#### Creating Audio Item from Spectrogram Input

##### Single Spectrogram Image

In [7]:
%load_ext autoreload
%autoreload 2

The autoreload extension is already loaded. To reload it, use:
  %reload_ext autoreload


In [1]:
from cac.utils.io import read_yml
from os.path import join
from glob import glob
import matplotlib.pyplot as plt
import numpy as np

from cac.data.audio import AudioItem
from cac.data.transforms import DataProcessor
from cac.utils.viz import plot_raw_audio_signal, plot_spectrogram_image

In [2]:
DATA_DIR = "/data/wiai-facility/"
all_audio_files = glob(join(DATA_DIR, "processed", "audio", "*.wav"))

In [3]:
len(all_audio_files)

83838

#### Transform to convert audio to spectrogram

In [4]:
transforms_cfg = [
    {
        "name": "ToTensor",
        "params": {"device": "cpu"}
    },
    {
        "name": "Resample",
        "params": {
            "orig_freq": 44100,
            "new_freq": 16000
        }
    },
    {
        "name": "BackgroundNoise",
        "params": {
            "dataset_config": [
                {
                    "name": "esc-50",
                    "version": "default",
                    "mode": "all"
                }
            ],
            "min_noise_scale": 0.4,
            "max_noise_scale": 0.75
        }
    },
    {
        "name": "Spectrogram",
        "params": {
            "n_fft": 512,
            "win_length": 512,
            "hop_length": 160
        }
    },
    {
        "name": "MelScale",
        "params": {
            "n_mels": 64,
            "sample_rate": 16000,
            "f_min": 125,
            "f_max": 7500
        }
    },
    {
        "name": "AmplitudeToDB",
        "params": {}
    },
    {
        "name": "ToNumpy",
        "params": {}
    },
]

In [5]:
signal_transform = DataProcessor(transforms_cfg)

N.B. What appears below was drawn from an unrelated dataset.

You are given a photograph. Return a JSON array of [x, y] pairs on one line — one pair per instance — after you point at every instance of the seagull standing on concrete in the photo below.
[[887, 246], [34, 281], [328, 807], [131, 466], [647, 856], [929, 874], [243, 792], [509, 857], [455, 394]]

Loading items: 100%|██████████| 2000/2000 [00:00<00:00, 338810.45it/s]


In [6]:
item = AudioItem(path=all_audio_files[0])

In [7]:
signal = item.load()["signal"]
transformed_signal = signal_transform(signal)

In [8]:
path = '/data/tmp/temp_spec.npy'
np.save(path, transformed_signal)

#### Create AudioItem from npy file

In [9]:
spec = np.load(path)
spec.shape

(64, 2032)

In [19]:
from cac.data.audio import AudioItem

In [20]:
path = '/data/tmp/temp_spec.npy'

In [27]:
spec_item = AudioItem(path = path, raw_waveform = False, start = 1, end = 2)

In [28]:
spec_signal = spec_item.load()['signal']

In [29]:
spec_signal.shape

(64, 100)

In [17]:
a = [1, 2, 3]

In [18]:
a[0:-1]

[1, 2]